Seek Temporary Housing Assistance
Look into emergency housing options, such as government programs, nonprofit organizations and short-term rental solutions. The Federal Emergency Management Agency (FEMA), local shelters and community programs can provide support, depending on your situation.
FEMA, for example, has programs to support individuals and households affected by natural disaster, provide legal services, and offer unemployment assistance. And according to the Consumer Financial Protection Bureau, there are local programs that can offer housing assistance.
Explore Government and Community Aid
Programs such as emergency rental assistance, nutrition assistance and unemployment benefits may be available depending on your circumstances.
The Low Income Home Energy Assistance Program can offer support for paying utility bills, for example.
Reach out to local and federal agencies to know what’s available for potential financial support.
Prioritize Essential Expenses
Focus on necessities like food, transportation, healthcare and securing a new place to stay. Cut unnecessary expenses and redirect funds toward immediate needs.
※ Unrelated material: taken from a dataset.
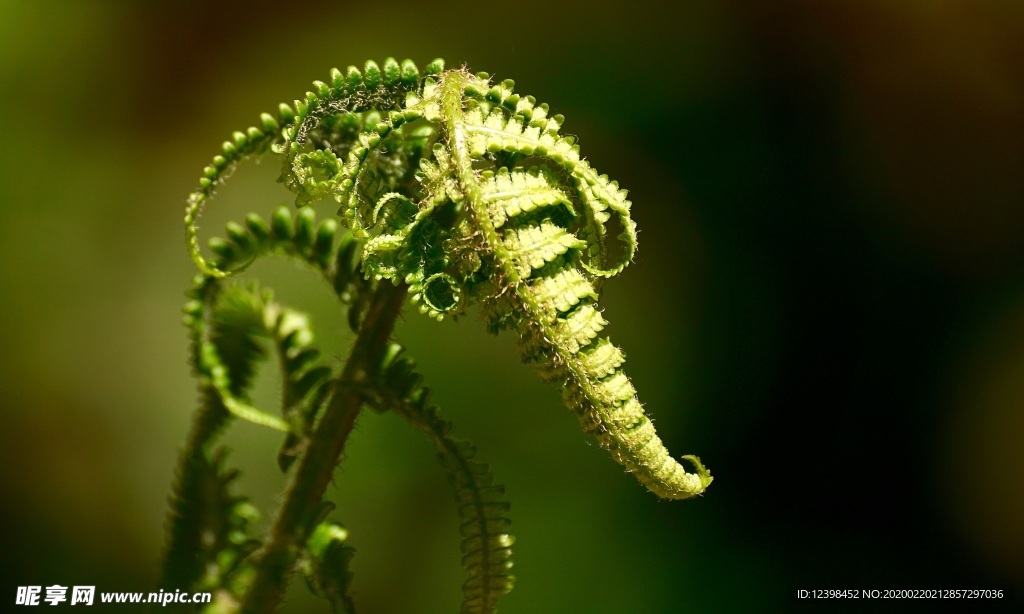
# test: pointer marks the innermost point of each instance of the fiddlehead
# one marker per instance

Evaluate Your Credit Standing
Losing your home can affect your credit score, especially if it involved missed mortgage or rent payments. Check your credit report for accuracy and start working on rebuilding your credit if necessary.
If a home is lost in a natural disaster, Equifax recommends contacting credit card companies to explain the situation. In some cases, they have forbearance programs that may be able to help.
Rebuild Your Financial Safety Net
Once you have stabilized your immediate needs, start working on rebuilding an emergency fund. Most experts recommend three to six months’ worth of savings, but start where you can.
Even small, consistent savings can help prevent future financial crises.
Seek Legal and Financial Advice
Depending on how you lost your home, a financial advisor or legal expert can help you navigate next steps, such as negotiating debts or applying for assistance.
FEMA, for example, offers legal services to people who experienced a disaster.
Create a Long-Term Housing Plan
Consider your options for future housing, whether it’s renting, applying for low-income housing or planning to buy again. Continue working on your finances and credit score to make sure you’re in the best position moving forward.